L’interrogation est flatteuse pour l’intéressé et elle acte déjà une première victoire. Il y a à peine trois mois, personne ne l’imaginait participer à la compétition interne à droite. À la rentrée, certains élus Les Républicains (LR) émettaient de sérieux doutes sur sa capacité à rassembler les 250 parrainages d’élus nécessaires. Or le voilà candidat et pas seulement pour la forme. « Je suis persuadée qu’il peut arriver en tête au premier tour », insiste sa directrice de campagne, la sénatrice LR des Alpes-Maritimes Alexandra Borchio Fontimp.

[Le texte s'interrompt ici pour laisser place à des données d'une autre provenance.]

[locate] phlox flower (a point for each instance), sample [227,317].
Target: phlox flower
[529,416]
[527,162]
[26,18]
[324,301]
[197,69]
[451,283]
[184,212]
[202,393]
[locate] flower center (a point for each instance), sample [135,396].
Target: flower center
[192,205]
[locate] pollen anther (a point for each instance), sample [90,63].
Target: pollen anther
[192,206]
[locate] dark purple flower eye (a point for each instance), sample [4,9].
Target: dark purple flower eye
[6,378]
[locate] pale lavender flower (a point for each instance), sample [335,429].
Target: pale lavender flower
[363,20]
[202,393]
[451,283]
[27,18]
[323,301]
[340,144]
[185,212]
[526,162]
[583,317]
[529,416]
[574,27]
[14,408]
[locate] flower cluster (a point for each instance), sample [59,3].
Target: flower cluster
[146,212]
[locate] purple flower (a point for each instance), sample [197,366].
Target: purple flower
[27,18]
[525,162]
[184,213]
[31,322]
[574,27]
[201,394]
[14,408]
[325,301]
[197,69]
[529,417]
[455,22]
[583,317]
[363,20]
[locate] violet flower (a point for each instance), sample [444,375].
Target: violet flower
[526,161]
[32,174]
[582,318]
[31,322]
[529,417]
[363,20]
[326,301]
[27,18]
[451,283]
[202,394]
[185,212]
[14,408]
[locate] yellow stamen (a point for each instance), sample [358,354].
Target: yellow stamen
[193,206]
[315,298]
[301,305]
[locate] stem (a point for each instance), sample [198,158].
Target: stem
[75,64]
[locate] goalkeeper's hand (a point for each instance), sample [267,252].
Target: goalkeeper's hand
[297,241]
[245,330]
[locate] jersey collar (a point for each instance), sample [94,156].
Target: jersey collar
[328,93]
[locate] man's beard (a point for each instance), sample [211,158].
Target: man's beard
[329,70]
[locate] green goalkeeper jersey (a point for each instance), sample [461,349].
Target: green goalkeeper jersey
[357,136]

Éric Ciotti fait la campagne la plus droitière des cinq candidats LR à la primaire de la droite. © Photo illustration Sébastien Calvet / Mediapart

Du côté de ses concurrents, on minimise, on fait la moue, on s’en effraie un peu, mais rares sont ceux qui se risquent à balayer l’hypothèse d’un revers de main. « Personne ne connaît le corps électoral, on n’a aucun sondage… C’est totalement imprévisible, comme scrutin », glisse un élu. Du 1er au 4 décembre, ils devraient être environ 120 000 adhérents appelés à voter - dont un tiers ont (re)pris leur carte ces deux derniers mois. Un président de fédération soupire : « On a très peu de visibilité sur les gens qui vont voter dans trois semaines. »

Et si, de ce brouillard, émergeait Éric Ciotti ? Son calcul politique est simple : la base militante est plus à droite que les grands élus LR. En faisant la campagne la plus droitière des cinq candidats, il espère séduire un mouvement largement resserré depuis cinq ans autour de son noyau le plus radical. « La ligne qu’il incarne correspond au profil de l’adhérent type, estime Alexandra Borchio Fontimp. Les adhérents qui sont restés depuis 2017 sont sur cette position de clarté, bien à droite. »

Mercredi soir, à Sannois (Val-d’Oise), c’est ce que semblent dire par leur présence la petite cinquantaine de militants venus l’écouter. En attendant son arrivée, Roland et Éric, deux vieux de la vieille de la fédération locale, discutent. « Lui, au moins, il n’a jamais quitté le parti, même quand tout le monde s’était enfui », salue le premier. Son comparse renchérit : « Il n’a pas changé de discours. On l’entend dire la même chose depuis des années. »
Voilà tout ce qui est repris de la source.